Tesla’s experiments continued in his laboratory. A significant one was his research into X-ray technology, investigating everything from ionizing and electromagnetic radiation to Kirilian photography. It is no wonder that modern-day MRIs honor him with the tesla (represented by the ‘T’ symbol) being a derived unit of magnetic field strength in the International System of Units. He discovered X-Rays around the same time as William Röntgen, in 1895.

Unfortunately, 1895 was also the year that Tesla’s New York lab and everything in it, including notes and equipment burned down. He moved to Colorado Springs for a while and returned to New York in 1900.

Nikola Tesla had a dream which influenced his decision to come to the US. He had always wanted to harness the energy from Niagara Falls to generate energy. He got a step closer to this dream when Westinghouse was awarded the contract to develop a power plant at the Falls. The Niagara Falls Commission allowed Tesla to use AC as it was considered more powerful and safer to transport over longer distances. With help from the wealthy elite such as J.P Morgan and the Rothschilds, the Adam’s power station opened its doors in 1896 with three Tesla AC generators.

It was a rainy September day in Madison Square Gardens when Tesla demonstrated his teleautomaton. It was the world’s first-ever radio-controlled device in the form of a miniature boat. It worked on the basis of encoding and decoding Hertzian waves directly from within the device. At the heart of this was a logic gate. Even though the initial application of these devices was for military use, the US government did not employ this technology till World War II in RPVs (Remotely Piloted Vehicles) and more recently in UUVs (Unmanned Underwater Vehicles).

Tesla devoted a certain amount of time developing thermo-dynamic conversion. He improved the basic concept of bladeless turbines, especially after seeing huge piles of broken blades at shipyards. Related to this, he filed the first patent for Fluid Propulsion in 1909. This is where he introduced his bladeless design which was configured as a compressor/pump. The second patent was for a Turbine in 1911, and the third for a Valvular Conduit in 1916. The Tesla Turbine was designed for efficiency and was reversible. Like many of his inventions and revolutionary ideas, it didn’t quite attract the interest it deserved and has only gained popularity in recent years.
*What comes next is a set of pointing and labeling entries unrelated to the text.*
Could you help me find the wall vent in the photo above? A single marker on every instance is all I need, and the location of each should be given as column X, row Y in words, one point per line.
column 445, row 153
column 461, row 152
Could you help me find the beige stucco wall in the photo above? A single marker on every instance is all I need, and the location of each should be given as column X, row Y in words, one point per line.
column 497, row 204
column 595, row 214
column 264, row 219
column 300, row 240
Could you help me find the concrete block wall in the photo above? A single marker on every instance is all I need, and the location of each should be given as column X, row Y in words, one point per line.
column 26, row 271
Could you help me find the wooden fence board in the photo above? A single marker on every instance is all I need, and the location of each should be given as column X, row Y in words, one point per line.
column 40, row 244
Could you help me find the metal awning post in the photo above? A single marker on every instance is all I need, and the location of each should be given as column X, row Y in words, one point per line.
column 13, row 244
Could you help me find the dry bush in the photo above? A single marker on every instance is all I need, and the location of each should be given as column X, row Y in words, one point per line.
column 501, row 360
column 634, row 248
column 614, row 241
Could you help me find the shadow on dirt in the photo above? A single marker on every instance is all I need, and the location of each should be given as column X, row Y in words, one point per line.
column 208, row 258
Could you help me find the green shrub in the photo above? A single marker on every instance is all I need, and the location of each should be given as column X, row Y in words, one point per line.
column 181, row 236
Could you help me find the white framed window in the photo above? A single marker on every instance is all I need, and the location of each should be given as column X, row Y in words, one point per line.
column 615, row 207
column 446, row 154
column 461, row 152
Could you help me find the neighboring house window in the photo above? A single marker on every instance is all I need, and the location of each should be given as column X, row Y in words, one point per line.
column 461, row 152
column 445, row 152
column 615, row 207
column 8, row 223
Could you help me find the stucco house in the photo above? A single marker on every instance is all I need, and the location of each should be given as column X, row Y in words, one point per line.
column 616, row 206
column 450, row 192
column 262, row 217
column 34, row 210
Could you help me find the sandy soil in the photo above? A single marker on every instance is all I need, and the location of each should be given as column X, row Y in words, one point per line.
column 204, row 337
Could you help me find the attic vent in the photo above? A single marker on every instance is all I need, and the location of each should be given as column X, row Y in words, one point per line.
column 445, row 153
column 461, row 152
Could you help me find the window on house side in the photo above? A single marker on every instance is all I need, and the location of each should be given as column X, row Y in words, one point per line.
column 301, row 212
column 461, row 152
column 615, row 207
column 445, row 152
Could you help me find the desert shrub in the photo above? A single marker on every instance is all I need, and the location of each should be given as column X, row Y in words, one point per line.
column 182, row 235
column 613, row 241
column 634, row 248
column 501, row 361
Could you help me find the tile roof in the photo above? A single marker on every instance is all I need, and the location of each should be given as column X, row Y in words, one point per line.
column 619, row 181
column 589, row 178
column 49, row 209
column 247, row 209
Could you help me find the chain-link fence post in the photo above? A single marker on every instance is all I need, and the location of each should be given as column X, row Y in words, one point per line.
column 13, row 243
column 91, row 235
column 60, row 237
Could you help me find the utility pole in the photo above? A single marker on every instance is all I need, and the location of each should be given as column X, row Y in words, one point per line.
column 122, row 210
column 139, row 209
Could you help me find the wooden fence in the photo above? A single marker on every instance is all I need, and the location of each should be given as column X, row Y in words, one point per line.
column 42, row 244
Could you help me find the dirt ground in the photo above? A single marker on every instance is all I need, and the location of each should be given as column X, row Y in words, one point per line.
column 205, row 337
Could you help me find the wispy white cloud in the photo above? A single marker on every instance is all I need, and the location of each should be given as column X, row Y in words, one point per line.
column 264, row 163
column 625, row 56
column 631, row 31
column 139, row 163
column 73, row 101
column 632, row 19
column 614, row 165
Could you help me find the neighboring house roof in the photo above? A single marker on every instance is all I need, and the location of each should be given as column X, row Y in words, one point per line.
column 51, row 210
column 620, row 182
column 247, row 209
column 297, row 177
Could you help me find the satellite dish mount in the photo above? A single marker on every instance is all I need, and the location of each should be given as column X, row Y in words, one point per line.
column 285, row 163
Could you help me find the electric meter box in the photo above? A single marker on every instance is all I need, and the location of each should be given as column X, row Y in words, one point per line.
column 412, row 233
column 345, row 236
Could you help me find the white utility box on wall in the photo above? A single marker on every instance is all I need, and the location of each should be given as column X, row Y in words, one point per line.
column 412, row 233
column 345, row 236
Some other Tesla discoveries that he deserves recognition for include:

  • Radio waves (1896 - idea stolen by Marconi)

  • Robotics

  • Rotating Magnetic Field

  • Polyphase alternating system


In the latter part of his life, Tesla received numerous awards and recognitions. They included:

  • The Order of St.Sava, II Class, Government of Serbia (1892), to recognize civilians for achievements of merit to the Church, arts and sciences, the royal house and the state.
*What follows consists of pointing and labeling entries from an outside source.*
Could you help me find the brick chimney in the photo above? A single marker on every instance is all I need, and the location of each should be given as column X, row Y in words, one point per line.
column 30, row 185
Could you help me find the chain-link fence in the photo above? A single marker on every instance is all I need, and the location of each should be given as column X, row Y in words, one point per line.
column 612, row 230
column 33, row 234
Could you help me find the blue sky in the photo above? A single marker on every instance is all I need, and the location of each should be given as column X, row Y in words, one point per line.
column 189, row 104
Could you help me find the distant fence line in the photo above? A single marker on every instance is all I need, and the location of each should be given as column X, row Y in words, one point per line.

  • The Order of Prince Danilo I (1895),  awarded to Montenegrin nationals and foreigners for the support and recognition of Montenegrin independence and the royal tradition of the Petrović-Njegoš dynasty, as well as individuals whose social or scientific work contributed to the progression of art, science or culture.

  • The AIEE Edison Medal (1917) was given to deserving individuals in recognition of remarkable achievements in the electrical arts, electrical engineering or electrical science.


Rather like the passionate artist starving for his art, Nikola Tesla paid more attention to his work, than he did to his own health and well-being. Though he lived to the ripe old age of 86, he did so relatively alone and penniless. Would he have experienced a different fate had he received the recognition, fame, and fortune he so rightly deserved? We will never know.

How we can celebrate his life is by remembering his many contributions to our modern lives, and his tireless work in the face of adversity. Nikola Tesla is truly one of the greatest minds of all time.